Gry komputerowe to nie tylko zabawa dla dzieci czy sposób spędzania czasu przez młodych ludzi. Obecnie zajmuje się nimi coraz więcej osób dorosłych i to nie tylko, aby czerpać przyjemność z samego grania – stają się one bowiem dyscypliną sportową, obiektem badań kulturowych czy też źródłem zarobków. Oprócz edukacyjnych, estetycznych i rozrywkowych walorów, towarzyszy im jednak szereg czynników uzależniających… O rodzajach gier, ich zaletach i wadach oraz potencjale uzależniającym zarówno wobec tych młodszych, jak i starszych, rozmawialiśmy z Remigiuszem „Rockiem” Maciaszkiem – jednym z najbardziej znanych polskich blogerów zajmujących się grami komputerowymi. 

 

Zuza Lewandowska: Czy mówiąc o grach możemy przeprowadzić jakąkolwiek ich klasyfikację, wyszczególnić jakąś specyfikę konkretnych ich gatunków? Aktualnie dużą furorę robią na przykład tzw. gry przeglądarkowe…

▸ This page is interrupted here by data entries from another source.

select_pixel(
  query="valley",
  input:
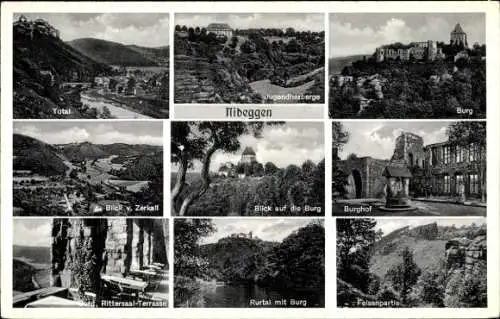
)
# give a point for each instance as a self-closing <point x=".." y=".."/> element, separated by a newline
<point x="86" y="78"/>
<point x="256" y="65"/>
<point x="85" y="179"/>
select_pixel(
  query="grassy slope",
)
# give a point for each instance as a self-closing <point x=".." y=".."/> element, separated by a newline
<point x="428" y="254"/>
<point x="109" y="52"/>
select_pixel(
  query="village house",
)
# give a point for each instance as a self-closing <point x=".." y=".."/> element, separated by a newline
<point x="424" y="50"/>
<point x="444" y="167"/>
<point x="220" y="29"/>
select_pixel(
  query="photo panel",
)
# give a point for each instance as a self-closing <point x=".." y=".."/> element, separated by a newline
<point x="92" y="262"/>
<point x="404" y="263"/>
<point x="247" y="168"/>
<point x="87" y="168"/>
<point x="388" y="168"/>
<point x="249" y="58"/>
<point x="252" y="263"/>
<point x="91" y="65"/>
<point x="407" y="65"/>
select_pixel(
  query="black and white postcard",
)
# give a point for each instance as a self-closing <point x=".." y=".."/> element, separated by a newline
<point x="88" y="169"/>
<point x="80" y="263"/>
<point x="409" y="168"/>
<point x="403" y="263"/>
<point x="407" y="65"/>
<point x="249" y="58"/>
<point x="257" y="263"/>
<point x="90" y="65"/>
<point x="247" y="168"/>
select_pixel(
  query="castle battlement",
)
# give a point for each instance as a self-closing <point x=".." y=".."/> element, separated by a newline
<point x="422" y="50"/>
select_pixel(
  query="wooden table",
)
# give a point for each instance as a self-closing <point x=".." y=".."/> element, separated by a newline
<point x="153" y="267"/>
<point x="56" y="302"/>
<point x="147" y="274"/>
<point x="126" y="283"/>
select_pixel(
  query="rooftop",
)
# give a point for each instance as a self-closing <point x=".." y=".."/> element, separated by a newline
<point x="396" y="171"/>
<point x="248" y="151"/>
<point x="218" y="26"/>
<point x="458" y="29"/>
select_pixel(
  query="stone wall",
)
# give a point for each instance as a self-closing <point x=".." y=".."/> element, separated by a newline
<point x="464" y="253"/>
<point x="82" y="249"/>
<point x="410" y="148"/>
<point x="193" y="81"/>
<point x="370" y="170"/>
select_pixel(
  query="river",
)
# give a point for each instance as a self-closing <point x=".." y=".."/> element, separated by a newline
<point x="241" y="296"/>
<point x="116" y="111"/>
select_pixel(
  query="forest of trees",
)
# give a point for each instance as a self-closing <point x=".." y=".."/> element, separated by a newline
<point x="298" y="186"/>
<point x="255" y="55"/>
<point x="297" y="263"/>
<point x="409" y="91"/>
<point x="405" y="283"/>
<point x="198" y="141"/>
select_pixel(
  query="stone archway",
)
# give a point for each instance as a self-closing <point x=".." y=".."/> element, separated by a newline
<point x="358" y="183"/>
<point x="410" y="160"/>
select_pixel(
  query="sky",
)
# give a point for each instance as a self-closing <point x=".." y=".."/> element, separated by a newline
<point x="265" y="229"/>
<point x="129" y="132"/>
<point x="388" y="225"/>
<point x="378" y="138"/>
<point x="143" y="29"/>
<point x="32" y="232"/>
<point x="361" y="33"/>
<point x="291" y="143"/>
<point x="298" y="21"/>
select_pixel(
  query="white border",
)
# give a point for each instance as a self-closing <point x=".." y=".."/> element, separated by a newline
<point x="330" y="311"/>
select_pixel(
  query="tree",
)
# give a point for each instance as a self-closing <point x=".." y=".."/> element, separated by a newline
<point x="112" y="84"/>
<point x="106" y="113"/>
<point x="355" y="238"/>
<point x="187" y="233"/>
<point x="404" y="275"/>
<point x="270" y="168"/>
<point x="234" y="42"/>
<point x="248" y="47"/>
<point x="339" y="138"/>
<point x="73" y="174"/>
<point x="429" y="289"/>
<point x="131" y="85"/>
<point x="352" y="156"/>
<point x="465" y="134"/>
<point x="193" y="141"/>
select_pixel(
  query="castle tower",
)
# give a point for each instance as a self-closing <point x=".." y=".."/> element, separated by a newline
<point x="248" y="156"/>
<point x="431" y="50"/>
<point x="379" y="55"/>
<point x="410" y="149"/>
<point x="458" y="36"/>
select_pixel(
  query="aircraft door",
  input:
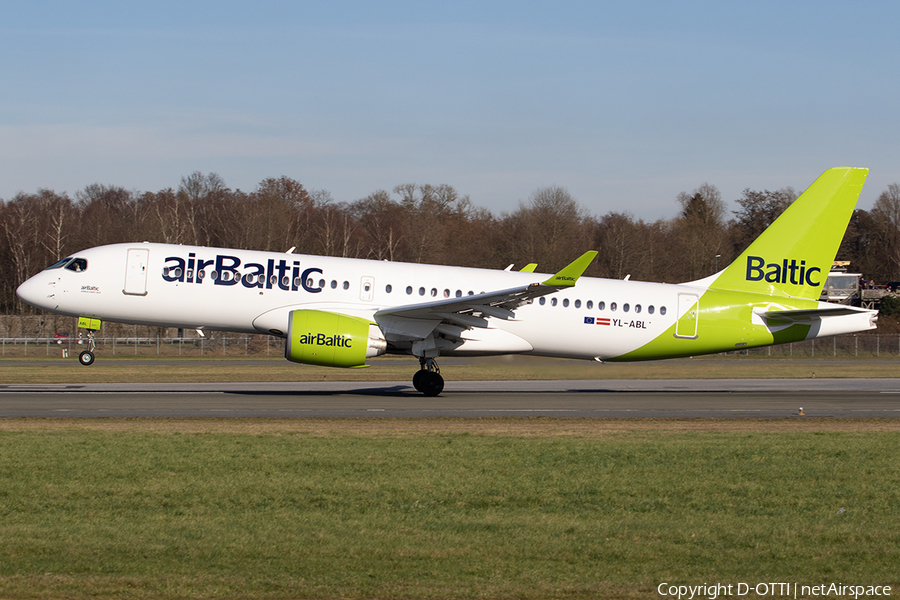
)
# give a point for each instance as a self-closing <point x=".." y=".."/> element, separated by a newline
<point x="689" y="319"/>
<point x="136" y="272"/>
<point x="367" y="289"/>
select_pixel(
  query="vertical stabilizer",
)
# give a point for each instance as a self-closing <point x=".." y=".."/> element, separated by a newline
<point x="793" y="256"/>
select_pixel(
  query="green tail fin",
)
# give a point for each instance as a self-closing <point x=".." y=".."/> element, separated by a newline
<point x="793" y="256"/>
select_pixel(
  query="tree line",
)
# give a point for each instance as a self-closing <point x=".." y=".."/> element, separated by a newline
<point x="420" y="223"/>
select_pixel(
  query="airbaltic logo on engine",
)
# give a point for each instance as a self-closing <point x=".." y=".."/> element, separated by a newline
<point x="226" y="271"/>
<point x="320" y="339"/>
<point x="787" y="271"/>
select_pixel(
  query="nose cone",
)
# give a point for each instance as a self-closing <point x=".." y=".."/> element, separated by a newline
<point x="37" y="293"/>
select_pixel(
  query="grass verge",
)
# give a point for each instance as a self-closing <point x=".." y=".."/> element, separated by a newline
<point x="481" y="508"/>
<point x="124" y="370"/>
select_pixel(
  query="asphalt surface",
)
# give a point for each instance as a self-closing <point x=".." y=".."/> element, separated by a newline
<point x="682" y="398"/>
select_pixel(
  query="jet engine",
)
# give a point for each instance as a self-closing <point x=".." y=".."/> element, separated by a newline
<point x="317" y="337"/>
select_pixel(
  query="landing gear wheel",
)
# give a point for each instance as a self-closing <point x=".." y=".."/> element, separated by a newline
<point x="417" y="380"/>
<point x="430" y="383"/>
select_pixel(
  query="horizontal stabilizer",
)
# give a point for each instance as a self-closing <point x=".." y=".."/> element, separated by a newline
<point x="570" y="273"/>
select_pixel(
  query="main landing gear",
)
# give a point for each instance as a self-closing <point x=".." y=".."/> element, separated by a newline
<point x="87" y="357"/>
<point x="428" y="378"/>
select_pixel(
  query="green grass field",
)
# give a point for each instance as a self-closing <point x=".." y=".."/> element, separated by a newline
<point x="443" y="508"/>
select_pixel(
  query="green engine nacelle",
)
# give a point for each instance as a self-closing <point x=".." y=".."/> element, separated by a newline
<point x="316" y="337"/>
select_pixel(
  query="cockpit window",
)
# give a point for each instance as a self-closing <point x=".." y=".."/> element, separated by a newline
<point x="78" y="265"/>
<point x="59" y="264"/>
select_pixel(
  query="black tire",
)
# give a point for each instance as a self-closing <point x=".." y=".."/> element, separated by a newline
<point x="432" y="383"/>
<point x="417" y="380"/>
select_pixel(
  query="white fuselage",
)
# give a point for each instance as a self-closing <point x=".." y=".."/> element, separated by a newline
<point x="255" y="292"/>
<point x="257" y="295"/>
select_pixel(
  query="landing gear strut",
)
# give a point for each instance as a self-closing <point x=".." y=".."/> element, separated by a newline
<point x="87" y="357"/>
<point x="428" y="378"/>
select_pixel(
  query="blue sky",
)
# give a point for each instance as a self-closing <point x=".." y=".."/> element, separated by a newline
<point x="623" y="104"/>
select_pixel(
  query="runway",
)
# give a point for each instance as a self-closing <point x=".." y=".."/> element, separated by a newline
<point x="682" y="398"/>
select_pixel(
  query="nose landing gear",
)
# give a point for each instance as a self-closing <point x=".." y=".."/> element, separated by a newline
<point x="428" y="378"/>
<point x="87" y="357"/>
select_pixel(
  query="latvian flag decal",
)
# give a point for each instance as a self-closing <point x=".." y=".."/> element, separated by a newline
<point x="593" y="321"/>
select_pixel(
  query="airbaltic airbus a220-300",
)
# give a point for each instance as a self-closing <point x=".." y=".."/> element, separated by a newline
<point x="340" y="312"/>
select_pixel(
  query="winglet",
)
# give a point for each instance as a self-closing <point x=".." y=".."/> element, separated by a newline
<point x="570" y="274"/>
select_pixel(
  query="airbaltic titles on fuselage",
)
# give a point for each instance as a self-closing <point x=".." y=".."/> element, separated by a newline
<point x="229" y="270"/>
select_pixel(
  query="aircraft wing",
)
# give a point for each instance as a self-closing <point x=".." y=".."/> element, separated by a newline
<point x="809" y="314"/>
<point x="452" y="316"/>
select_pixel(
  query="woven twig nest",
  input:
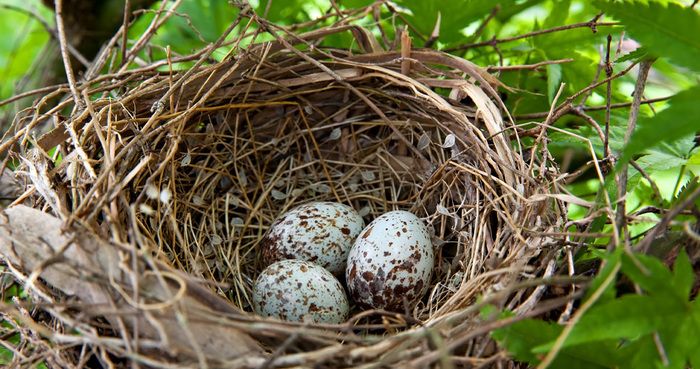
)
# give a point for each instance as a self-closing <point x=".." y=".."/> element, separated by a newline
<point x="142" y="232"/>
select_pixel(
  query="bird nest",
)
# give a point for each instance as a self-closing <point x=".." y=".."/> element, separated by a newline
<point x="137" y="238"/>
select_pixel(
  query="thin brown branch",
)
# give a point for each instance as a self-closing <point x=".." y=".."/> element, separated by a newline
<point x="621" y="177"/>
<point x="608" y="99"/>
<point x="643" y="246"/>
<point x="592" y="24"/>
<point x="591" y="108"/>
<point x="125" y="28"/>
<point x="535" y="66"/>
<point x="63" y="42"/>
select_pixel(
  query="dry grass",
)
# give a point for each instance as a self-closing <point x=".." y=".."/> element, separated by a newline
<point x="184" y="172"/>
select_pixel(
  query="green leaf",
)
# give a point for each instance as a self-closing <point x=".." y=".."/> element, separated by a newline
<point x="553" y="80"/>
<point x="650" y="274"/>
<point x="680" y="119"/>
<point x="683" y="274"/>
<point x="610" y="266"/>
<point x="670" y="29"/>
<point x="455" y="15"/>
<point x="635" y="55"/>
<point x="629" y="316"/>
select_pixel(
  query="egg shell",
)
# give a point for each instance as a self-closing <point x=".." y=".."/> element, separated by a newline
<point x="391" y="260"/>
<point x="299" y="291"/>
<point x="319" y="232"/>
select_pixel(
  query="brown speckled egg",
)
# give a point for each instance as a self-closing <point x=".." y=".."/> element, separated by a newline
<point x="299" y="291"/>
<point x="390" y="262"/>
<point x="319" y="232"/>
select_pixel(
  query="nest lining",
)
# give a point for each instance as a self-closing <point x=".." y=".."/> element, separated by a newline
<point x="191" y="169"/>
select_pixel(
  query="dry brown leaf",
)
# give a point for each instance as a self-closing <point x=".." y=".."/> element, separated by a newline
<point x="81" y="266"/>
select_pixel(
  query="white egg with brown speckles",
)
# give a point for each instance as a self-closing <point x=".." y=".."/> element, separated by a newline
<point x="319" y="232"/>
<point x="299" y="291"/>
<point x="389" y="265"/>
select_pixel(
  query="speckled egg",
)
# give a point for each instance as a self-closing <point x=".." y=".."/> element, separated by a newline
<point x="390" y="262"/>
<point x="299" y="291"/>
<point x="319" y="232"/>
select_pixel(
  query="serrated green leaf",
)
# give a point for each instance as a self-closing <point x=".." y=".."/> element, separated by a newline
<point x="521" y="337"/>
<point x="454" y="15"/>
<point x="629" y="316"/>
<point x="680" y="119"/>
<point x="669" y="29"/>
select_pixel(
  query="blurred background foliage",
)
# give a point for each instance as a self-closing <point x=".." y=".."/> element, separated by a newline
<point x="27" y="45"/>
<point x="485" y="32"/>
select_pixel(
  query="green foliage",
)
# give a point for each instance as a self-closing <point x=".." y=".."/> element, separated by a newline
<point x="620" y="332"/>
<point x="454" y="15"/>
<point x="679" y="120"/>
<point x="669" y="29"/>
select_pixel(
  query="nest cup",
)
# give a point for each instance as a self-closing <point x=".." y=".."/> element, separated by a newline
<point x="172" y="186"/>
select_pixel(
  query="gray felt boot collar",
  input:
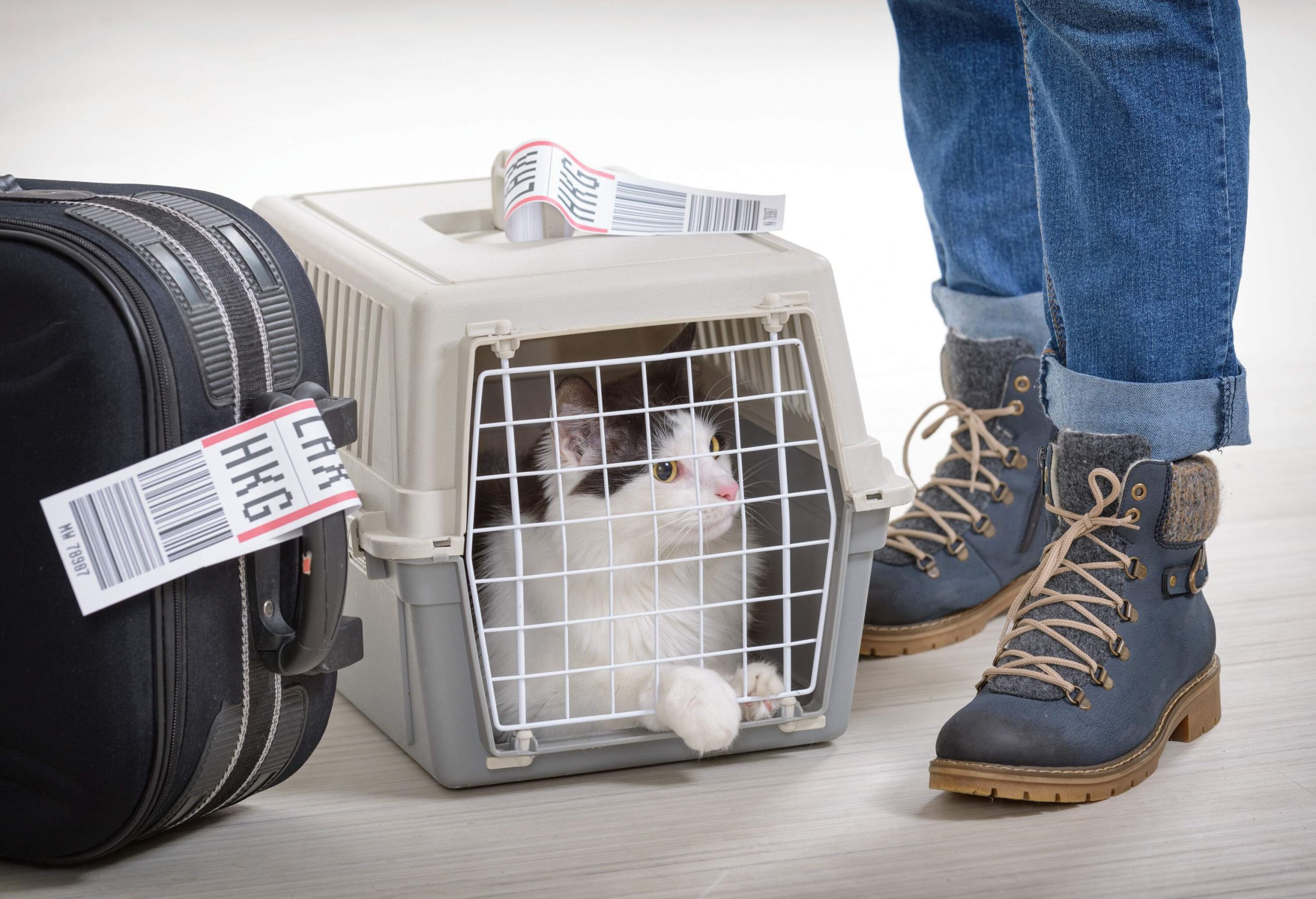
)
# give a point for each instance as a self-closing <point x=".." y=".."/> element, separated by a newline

Remigiusz „Rock” Maciaszek: Oczywiście można wyróżnić kilka rodzajów gier, ale w tym przypadku myślę, że istotne są dwie podstawowe kategorie. Pierwszą stanowią gry przeznaczone dla graczy, czyli osób które wiedzą, że grają, drugą natomiast są gry dla cywili, którzy z faktu grania nie do końca zdają sobie sprawę. I często gry przeglądarkowe, czyli np. te, które są organizowane wokół Facebooka, mają właśnie taką specyfikę. Bawi się w nie wiele osób, nie do końca uświadamiając sobie fakt, że są graczami, a tym bardziej to, że są od nich uzależnieni. Ewentualnie mogą sobie zdawać sprawę z tego, że uzależniają się od jakiegoś konkretnego tytułu, który zajmuje im bardzo dużo czasu, ale to są kwestie indywidualne, ponieważ każdy z nich zapewne wybiera dla siebie coś innego.

Z.L: Mają one zatem dość uzależniający potencjał…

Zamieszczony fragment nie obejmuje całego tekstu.